Although people generally have high levels of trust in health organisations, respondents repeatedly expressed concerns that their supermarket loyalty card data might be seen by their GP if these data were linked for health research. Many worried their GPs would unfairly judge their diet and lifestyle, and even withhold treatment. Yet, respondents were happy for supermarkets (private companies in which research finds people to have the least trust) to store and use their loyalty card data.  This indicates that attitudes about data sharing are not simply informed by trust in actors but are also influenced by the type of data involved and social norms about how it is currently used.  

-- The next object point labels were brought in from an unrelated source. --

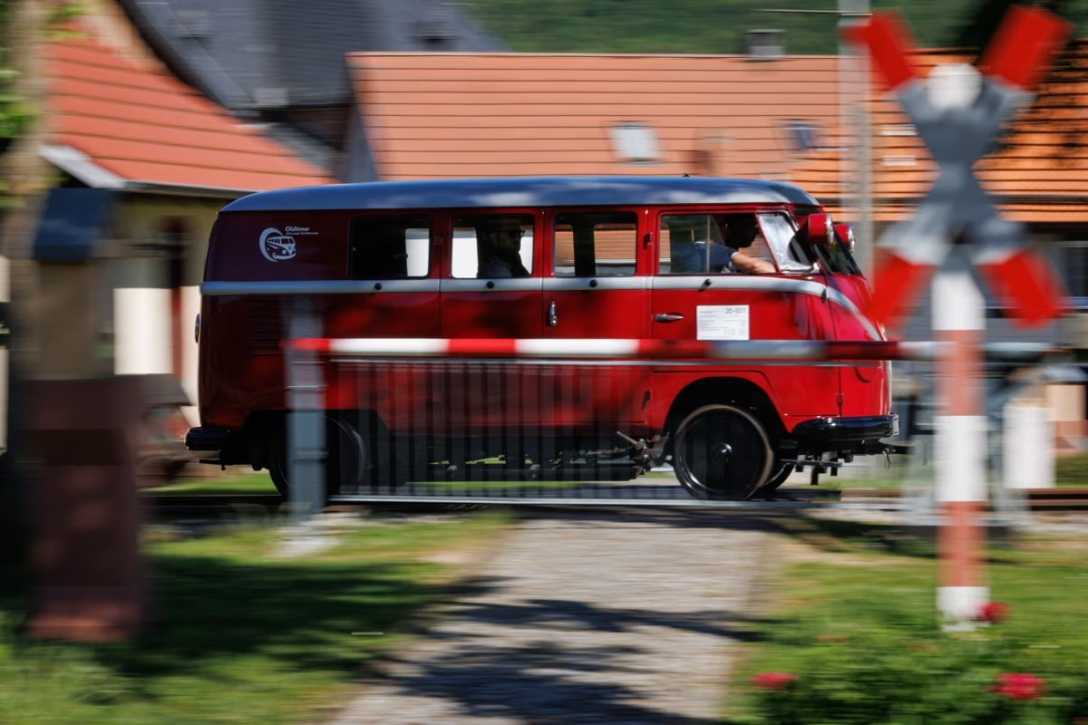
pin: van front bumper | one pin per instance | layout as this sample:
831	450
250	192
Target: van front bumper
845	432
207	438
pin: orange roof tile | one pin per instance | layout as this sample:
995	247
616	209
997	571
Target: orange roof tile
141	124
457	114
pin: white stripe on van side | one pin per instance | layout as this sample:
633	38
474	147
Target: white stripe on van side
520	284
582	283
383	345
578	346
317	286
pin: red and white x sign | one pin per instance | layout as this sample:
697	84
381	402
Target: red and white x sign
957	112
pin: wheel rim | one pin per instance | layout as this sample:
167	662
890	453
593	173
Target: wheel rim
347	458
721	452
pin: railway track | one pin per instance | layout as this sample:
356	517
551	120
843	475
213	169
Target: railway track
579	495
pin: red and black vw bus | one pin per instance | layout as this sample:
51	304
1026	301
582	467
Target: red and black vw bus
549	258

In the context of coronavirus apps, this could mean that users are more comfortable with mobile phone providers using data to alert them about exposure to coronavirus than the government or NHS. Many mobile phone users share vast amounts of data with technology companies through everyday use of apps and services which they may be uncomfortable sharing with the government or healthcare providers.  Therefore, a contact tracing system involving Apple and Google, and especially a decentralised one which enables more data privacy, might encourage wider use than the NHSX app.  

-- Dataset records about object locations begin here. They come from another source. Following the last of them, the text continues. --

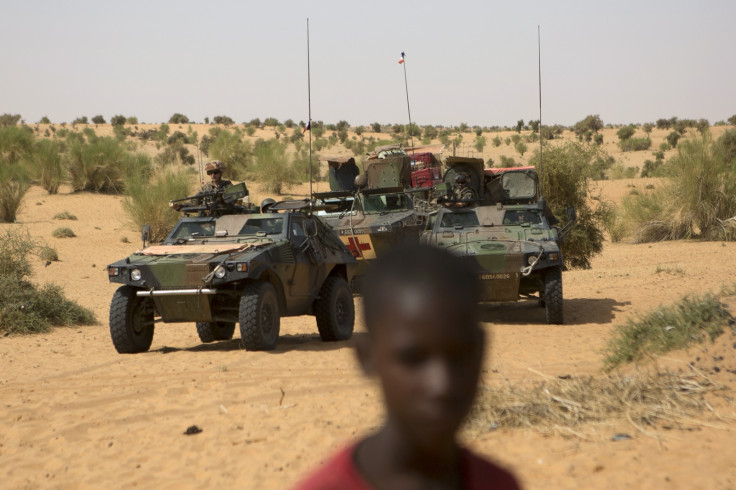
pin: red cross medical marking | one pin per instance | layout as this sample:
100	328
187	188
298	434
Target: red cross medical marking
356	247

The future of data sharing post Covid-19 

The Covid-19 pandemic will undoubtedly create lasting changing across many aspects of our lives including attitudes towards data sharing.  The pandemic had led us to consider sharing unprecedented amounts of data it has also made clear the inadequacies of our medical data sharing systems.   

In the context of the LifeInfo study, access to lifestyle data linked to health records could help researchers better understand and prevent diseases such as diabetes, certain cancers and heart disease, The World Health Organization attributes 30% of yearly global deaths to poor diet and physical inactivity, so it is a substantial challenge. However, for participants to willingly share their data they must trust organisations to safely, responsibly and transparently use it. 

Successful contact tracing apps had the potential to demonstrate that data sharing could help improve health while maintaining personal privacy and data security. Yet, technological failings, privacy concerns, and government mismanagement in the UK could turn public opinion against data sharing initiatives in the same way other high-profile failings such as care.data didAbove all, the Track and Trace app highlights how detailed consideration of peoples attitudes towards data sharing is vital for initiatives to be successful.